Xi Jinping is playing hardball.
The Chinese president wants to show his people that the country can withstand the economic pain from President Donald Trump’s tariffs and stand up to what Beijing is calling America’s “bullying,” according to experts.
Trump’s trade war also feeds into the strategy that Xi has been working on for years: become less reliant on the United States.
This breakdown in trade is “exactly what Beijing has been preparing for,” said Jude Blanchette, director of the RAND China Research Center. “Beijing is not looking for negotiation.”
The world’s superpowers are engaged in a risky game of chicken, experts told ABC News. The question is who blinks first.

China’s President Xi Jinping in Beijing, March 28, 2025 and President Donald Trump, in Washington, April 7, 2025.
Getty Images/Reuters
“At the moment, Xi seems to be calculating that China can withstand the damage and that ultimately it’s the United States who will blink first,” said Neil Thomas, a fellow for Chinese politics at the Asia Society Policy Institute’s Center for China Analysis
Xi’s view is that countries will want to do business less with the U.S. because of the uncertainty created by tariffs, which will drive them toward China, said Thomas, who added that China has been preparing for this possibility for years by growing trade relations with the rest of the world.
“Both Washington and Beijing think they hold the stronger hand for different reasons. The Trump administration sees China as export-dependent, so they believe it’s significant leverage to get the Chinese to bend,” Blanchette said. “On the other hand, Beijing sees the U.S. as increasingly economically weak under Trump and distanced from its allies.”
While Trump in his Cabinet meeting on Thursday called Xi a “friend” and said he’d love to strike a deal with China, the calculus isn’t so simple for Xi. If Xi walks away from the phone call without a deal, he risks losing face.
“For Xi, there’s a huge amount of risk of looking weak in his dealings with the U.S. He risks being humiliated or not having anything to show for his engagement with Trump,” Thomas said. “The tariffs will be economically painful, but Xi also sees this as an opportunity to get China into a healthier situation by reducing reliance on the U.S.”
There are also other levers China can pull to retaliate. Experts say Beijing could ban more companies from doing business in China and further limit exports of critical materials, such as rare earth minerals.
China “hasn’t gone anywhere close to the maximum that it could do with its rare earth exports, considering it’s such a dominant player in the industry,” Thomas said.
China could “shut down huge segments of high-tech supply chains” by banning rare earth minerals, Thomas said, calling it “a nuclear option that would severely damage not just the American economy but European and Asian economies.”

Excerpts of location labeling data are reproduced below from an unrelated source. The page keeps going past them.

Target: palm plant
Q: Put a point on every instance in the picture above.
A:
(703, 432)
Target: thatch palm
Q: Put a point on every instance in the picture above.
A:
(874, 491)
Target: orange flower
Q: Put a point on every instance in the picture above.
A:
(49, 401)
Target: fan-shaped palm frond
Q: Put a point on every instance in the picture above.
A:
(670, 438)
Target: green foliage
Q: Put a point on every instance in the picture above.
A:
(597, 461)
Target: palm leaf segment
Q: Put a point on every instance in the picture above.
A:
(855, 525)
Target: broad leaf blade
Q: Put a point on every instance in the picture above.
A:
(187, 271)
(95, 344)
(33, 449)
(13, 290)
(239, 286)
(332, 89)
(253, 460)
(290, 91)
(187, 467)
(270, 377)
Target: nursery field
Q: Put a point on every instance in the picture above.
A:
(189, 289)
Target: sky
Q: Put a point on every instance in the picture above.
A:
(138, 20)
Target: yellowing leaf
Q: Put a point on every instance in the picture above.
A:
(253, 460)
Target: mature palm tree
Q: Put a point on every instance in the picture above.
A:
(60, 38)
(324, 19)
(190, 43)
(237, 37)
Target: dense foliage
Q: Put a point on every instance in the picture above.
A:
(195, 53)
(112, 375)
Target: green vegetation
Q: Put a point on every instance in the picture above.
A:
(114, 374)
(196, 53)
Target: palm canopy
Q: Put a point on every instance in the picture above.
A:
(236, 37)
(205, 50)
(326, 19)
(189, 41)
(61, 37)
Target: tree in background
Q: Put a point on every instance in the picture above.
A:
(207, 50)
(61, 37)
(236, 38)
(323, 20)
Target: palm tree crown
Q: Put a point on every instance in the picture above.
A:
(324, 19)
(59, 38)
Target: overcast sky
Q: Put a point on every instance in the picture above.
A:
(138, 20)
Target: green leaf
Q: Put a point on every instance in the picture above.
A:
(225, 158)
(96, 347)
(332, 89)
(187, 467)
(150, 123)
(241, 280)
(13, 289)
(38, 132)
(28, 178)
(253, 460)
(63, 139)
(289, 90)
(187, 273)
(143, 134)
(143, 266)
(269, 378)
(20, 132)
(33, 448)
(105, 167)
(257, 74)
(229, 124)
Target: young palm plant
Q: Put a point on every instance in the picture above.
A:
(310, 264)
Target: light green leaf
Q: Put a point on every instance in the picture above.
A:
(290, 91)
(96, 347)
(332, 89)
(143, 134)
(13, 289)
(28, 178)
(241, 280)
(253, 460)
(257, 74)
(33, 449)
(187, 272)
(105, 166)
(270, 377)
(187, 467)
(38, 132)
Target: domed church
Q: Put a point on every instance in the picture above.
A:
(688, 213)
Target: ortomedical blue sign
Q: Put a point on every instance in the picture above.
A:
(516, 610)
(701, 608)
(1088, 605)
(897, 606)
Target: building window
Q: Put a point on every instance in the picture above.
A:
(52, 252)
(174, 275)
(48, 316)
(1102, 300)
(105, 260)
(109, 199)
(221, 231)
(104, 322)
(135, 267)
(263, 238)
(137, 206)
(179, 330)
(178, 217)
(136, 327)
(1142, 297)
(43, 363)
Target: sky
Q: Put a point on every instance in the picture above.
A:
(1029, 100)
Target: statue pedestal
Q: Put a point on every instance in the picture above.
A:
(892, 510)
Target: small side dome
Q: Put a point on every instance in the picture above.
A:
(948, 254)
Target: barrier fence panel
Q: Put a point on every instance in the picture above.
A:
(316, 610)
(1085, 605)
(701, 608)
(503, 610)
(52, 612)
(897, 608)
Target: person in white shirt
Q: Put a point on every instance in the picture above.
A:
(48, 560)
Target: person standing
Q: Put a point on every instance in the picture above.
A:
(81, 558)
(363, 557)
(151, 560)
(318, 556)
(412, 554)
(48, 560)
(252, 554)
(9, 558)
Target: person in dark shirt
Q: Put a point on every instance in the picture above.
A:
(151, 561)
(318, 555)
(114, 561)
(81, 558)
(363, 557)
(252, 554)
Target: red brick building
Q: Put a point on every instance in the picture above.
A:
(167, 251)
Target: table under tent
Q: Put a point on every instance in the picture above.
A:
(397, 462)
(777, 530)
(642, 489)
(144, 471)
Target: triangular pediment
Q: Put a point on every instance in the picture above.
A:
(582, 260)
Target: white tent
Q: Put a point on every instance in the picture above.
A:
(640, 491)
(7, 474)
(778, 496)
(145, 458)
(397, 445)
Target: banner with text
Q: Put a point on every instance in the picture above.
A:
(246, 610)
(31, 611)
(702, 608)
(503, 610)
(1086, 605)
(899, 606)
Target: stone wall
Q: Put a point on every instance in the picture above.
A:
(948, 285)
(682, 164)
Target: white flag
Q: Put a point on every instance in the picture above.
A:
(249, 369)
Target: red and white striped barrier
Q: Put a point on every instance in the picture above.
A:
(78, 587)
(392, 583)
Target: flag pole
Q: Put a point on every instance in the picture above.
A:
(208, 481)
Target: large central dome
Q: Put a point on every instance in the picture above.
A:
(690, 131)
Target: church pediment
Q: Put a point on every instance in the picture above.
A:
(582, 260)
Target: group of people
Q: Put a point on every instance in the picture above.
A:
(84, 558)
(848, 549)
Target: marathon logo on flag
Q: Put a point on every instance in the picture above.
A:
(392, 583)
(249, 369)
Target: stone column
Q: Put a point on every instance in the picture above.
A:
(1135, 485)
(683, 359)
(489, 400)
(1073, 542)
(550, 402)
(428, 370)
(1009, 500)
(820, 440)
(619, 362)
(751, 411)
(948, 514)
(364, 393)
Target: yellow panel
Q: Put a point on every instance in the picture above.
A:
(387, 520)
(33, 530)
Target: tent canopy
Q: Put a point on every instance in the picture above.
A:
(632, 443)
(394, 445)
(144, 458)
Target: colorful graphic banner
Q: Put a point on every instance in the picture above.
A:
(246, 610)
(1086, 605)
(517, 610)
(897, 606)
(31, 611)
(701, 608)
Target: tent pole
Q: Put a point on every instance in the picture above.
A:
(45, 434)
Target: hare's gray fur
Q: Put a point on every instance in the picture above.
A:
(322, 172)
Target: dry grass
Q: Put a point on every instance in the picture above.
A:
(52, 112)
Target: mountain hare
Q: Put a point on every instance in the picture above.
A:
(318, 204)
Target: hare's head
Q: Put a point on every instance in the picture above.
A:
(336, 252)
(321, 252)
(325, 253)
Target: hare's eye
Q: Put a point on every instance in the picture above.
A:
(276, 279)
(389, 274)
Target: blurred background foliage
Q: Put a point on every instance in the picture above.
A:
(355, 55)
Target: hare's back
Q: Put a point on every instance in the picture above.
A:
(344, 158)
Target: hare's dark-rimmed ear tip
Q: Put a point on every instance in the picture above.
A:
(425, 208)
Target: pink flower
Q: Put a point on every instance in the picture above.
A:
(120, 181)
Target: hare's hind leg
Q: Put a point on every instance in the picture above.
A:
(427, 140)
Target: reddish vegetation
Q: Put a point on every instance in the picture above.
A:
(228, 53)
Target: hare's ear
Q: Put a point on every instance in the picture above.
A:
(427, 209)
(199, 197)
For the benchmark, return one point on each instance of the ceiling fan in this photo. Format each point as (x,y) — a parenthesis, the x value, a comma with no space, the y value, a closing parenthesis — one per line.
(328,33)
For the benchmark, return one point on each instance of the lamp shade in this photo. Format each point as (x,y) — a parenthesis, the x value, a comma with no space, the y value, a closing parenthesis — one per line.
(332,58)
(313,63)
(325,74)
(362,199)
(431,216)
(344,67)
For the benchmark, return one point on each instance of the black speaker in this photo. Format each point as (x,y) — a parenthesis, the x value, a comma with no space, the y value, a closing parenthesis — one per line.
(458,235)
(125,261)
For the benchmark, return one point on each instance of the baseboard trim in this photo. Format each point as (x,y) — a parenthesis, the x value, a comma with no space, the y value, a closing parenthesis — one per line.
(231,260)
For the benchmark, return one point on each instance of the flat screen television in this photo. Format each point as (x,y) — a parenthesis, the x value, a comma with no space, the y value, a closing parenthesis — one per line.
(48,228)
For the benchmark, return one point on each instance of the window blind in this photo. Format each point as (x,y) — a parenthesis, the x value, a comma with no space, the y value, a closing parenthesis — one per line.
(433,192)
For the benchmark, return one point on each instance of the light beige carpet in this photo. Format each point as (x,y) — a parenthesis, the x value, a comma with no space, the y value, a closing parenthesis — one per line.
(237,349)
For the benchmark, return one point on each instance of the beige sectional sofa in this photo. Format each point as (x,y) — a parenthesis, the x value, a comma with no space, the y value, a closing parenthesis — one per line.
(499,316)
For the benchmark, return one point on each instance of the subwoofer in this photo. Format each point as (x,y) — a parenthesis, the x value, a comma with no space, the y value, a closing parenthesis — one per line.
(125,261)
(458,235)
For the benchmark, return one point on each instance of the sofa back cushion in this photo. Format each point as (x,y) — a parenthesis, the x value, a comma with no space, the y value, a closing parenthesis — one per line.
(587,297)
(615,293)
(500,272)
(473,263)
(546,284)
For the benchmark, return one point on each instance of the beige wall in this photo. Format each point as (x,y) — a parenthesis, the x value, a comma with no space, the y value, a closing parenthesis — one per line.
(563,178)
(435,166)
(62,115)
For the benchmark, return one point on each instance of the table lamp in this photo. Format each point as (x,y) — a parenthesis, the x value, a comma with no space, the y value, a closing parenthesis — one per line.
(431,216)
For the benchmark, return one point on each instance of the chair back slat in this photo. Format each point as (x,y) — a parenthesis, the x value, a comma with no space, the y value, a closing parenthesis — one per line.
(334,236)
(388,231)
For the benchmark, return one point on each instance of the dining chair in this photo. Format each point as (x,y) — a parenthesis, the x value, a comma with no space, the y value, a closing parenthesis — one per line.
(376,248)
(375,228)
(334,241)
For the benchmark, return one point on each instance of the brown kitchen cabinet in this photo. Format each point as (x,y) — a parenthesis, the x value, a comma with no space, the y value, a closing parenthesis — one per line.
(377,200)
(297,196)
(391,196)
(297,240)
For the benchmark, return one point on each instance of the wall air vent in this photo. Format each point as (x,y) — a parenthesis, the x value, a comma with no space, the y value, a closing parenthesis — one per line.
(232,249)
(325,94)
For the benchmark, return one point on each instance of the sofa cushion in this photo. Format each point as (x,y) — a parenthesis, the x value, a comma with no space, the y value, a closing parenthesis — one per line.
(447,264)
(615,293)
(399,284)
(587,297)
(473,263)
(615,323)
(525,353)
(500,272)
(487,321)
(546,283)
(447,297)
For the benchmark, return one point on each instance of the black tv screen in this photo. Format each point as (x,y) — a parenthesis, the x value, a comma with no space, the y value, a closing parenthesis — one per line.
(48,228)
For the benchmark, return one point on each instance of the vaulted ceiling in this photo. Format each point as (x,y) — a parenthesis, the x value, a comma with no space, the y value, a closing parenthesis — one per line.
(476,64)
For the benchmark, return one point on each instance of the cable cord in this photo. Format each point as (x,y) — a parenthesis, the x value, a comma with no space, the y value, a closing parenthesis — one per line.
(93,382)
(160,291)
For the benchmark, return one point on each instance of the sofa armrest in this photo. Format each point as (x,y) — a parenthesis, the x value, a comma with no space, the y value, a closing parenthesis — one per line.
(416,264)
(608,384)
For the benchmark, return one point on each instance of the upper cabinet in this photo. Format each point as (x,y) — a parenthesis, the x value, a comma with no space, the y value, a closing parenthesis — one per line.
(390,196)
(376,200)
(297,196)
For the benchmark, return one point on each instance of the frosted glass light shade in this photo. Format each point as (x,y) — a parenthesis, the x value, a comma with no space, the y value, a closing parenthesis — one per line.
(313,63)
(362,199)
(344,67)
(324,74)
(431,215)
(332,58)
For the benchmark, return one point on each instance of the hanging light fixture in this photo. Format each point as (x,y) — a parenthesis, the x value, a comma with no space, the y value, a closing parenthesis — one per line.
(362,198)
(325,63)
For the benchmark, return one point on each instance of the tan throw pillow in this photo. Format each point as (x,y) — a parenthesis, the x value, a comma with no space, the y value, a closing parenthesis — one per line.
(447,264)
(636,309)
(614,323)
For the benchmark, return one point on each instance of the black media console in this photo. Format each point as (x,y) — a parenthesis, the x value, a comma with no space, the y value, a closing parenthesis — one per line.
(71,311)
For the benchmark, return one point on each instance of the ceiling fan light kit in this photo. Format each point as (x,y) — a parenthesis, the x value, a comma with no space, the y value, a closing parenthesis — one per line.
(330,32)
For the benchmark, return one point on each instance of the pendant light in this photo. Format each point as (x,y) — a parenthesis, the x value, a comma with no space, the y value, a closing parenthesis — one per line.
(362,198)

Beijing has also said it will restrict Hollywood films in China. While it’s not a “significant” retaliation, Thomas said that “it feeds right into Xi Jinping’s broader political agenda to reduce foreign influence on Chinese society.”
But Scott Kenney, senior adviser and trustee chair in Chinese business and economics at the Center for Strategic and International Studies, argued that Beijing believes Trump has already blinked by pausing the reciprocal tariffs for 90 days.
“I think the Chinese will read this as weakness from President Trump and they will wait,” he said.